As you can see, the AI agrees with you. I believe I am correct in saying that a password manager, e.g. 1Password, offers similar protection as it will not fill in on a fake site. Of course, if the password manager doesn’t fill in, and you enter your credentials manually, that protection is lost.
Here is Perplexity’s summary:
Passkeys provide strong phishing protection and are more secure than passwords.
If passwords remain enabled, the account is still vulnerable to password-based attacks, even if you personally always use your passkey.
You do benefit from phishing protection when using passkeys, but the overall security is maximized only when passwords are fully phased out.
I’m with you. I switch devices in and out so often, I just don’t want to deal with Passkeys in the early days. 1Password accomplishes everything I need for login security.
Really frustrating is the number of less-technical family members who have been opted-in to passkeys without even being aware. It’s created some login frustrations that took a while to diagnose.
This is what bothers me the most.
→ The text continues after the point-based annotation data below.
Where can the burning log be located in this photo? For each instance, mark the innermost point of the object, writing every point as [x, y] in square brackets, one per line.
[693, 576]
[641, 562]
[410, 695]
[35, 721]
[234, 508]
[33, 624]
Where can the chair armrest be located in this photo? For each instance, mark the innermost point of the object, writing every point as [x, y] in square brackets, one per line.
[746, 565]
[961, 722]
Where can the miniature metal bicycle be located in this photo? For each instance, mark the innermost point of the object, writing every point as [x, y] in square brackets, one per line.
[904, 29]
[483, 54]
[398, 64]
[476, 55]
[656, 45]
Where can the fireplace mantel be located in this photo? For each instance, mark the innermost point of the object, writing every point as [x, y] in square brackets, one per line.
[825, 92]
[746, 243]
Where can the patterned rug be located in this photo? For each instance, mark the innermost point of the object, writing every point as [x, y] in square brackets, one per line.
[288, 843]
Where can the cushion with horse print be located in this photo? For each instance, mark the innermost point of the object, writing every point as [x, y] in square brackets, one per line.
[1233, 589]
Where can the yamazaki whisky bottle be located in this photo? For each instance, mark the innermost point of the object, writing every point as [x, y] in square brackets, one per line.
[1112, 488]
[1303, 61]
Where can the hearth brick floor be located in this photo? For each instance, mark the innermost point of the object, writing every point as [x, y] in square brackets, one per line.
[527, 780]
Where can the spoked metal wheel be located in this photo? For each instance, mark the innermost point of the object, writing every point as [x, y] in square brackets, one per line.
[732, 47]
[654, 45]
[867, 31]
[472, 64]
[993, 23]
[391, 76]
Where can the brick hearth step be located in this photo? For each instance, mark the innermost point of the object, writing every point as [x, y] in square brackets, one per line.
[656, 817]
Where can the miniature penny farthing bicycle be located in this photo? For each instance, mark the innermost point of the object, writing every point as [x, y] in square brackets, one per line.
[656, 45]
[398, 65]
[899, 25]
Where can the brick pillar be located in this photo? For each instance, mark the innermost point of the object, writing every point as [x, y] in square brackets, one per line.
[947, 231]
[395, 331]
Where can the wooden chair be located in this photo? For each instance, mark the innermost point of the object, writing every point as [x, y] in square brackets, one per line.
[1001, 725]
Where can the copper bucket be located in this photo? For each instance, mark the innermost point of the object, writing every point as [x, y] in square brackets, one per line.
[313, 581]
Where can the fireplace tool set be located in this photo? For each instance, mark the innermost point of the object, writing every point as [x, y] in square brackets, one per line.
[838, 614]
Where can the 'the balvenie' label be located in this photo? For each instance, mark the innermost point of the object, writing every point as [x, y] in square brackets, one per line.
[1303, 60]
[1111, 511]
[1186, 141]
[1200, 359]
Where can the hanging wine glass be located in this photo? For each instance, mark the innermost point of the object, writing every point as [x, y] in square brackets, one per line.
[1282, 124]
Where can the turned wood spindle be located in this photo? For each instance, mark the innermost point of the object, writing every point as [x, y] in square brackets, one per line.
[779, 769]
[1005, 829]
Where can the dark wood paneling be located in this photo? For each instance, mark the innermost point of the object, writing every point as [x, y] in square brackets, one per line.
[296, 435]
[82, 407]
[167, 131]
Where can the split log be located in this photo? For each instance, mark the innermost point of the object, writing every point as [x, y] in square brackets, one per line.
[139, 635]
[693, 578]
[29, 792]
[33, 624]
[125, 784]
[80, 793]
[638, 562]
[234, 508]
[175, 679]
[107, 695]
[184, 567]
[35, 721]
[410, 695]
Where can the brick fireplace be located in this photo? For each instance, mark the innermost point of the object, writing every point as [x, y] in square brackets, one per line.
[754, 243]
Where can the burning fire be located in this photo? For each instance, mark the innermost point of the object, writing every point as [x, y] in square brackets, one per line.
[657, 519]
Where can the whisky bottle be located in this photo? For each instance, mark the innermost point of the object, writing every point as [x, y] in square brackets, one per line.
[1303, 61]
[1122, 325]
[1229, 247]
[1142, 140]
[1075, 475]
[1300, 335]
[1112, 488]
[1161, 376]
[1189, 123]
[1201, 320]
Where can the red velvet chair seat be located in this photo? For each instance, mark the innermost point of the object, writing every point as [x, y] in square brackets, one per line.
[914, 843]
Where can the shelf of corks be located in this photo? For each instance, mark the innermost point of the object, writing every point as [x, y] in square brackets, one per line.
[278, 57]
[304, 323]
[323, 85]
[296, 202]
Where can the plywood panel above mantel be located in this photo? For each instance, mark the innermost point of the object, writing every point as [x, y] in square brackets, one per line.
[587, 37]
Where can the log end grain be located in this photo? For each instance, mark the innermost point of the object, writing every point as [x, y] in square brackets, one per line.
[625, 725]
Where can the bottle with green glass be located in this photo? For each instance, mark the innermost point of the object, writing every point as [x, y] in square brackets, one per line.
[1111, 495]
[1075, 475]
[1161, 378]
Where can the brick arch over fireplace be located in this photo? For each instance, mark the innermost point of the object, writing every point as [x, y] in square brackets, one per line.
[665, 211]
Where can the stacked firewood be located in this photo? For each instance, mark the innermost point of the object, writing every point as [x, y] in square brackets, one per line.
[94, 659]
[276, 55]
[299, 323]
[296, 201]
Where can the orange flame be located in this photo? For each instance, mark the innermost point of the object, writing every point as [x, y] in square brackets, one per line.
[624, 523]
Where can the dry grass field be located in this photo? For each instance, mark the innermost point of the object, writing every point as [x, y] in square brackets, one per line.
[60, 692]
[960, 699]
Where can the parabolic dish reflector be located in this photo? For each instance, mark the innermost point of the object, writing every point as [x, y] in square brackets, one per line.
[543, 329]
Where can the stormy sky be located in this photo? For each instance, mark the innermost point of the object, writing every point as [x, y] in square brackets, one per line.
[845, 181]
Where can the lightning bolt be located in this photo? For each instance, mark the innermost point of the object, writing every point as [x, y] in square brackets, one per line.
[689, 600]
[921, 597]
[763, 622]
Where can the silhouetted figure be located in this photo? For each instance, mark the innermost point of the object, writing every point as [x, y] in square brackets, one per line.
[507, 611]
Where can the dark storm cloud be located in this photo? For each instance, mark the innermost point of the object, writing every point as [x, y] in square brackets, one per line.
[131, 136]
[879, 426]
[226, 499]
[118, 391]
They just force you through the passkey flow unless you know what’s happening and actively derail it, without any education that your login is now tied to your device. It’s setting people up for failure.
Passkeys are vastly more secure, both individually and collectively. There has to be a certain amount of pressure on people to use them or people won’t adopt.
There will be more than a few people who either get bugged more than they wish by nag screens, or who accidentally start using them without understanding why and fall foul. But that’s a small price to pay for the upsides they bring.
If we reach a point where phishing, MITM, brute forcing etc all stop being worth the effort for attackers, even late adopters benefit.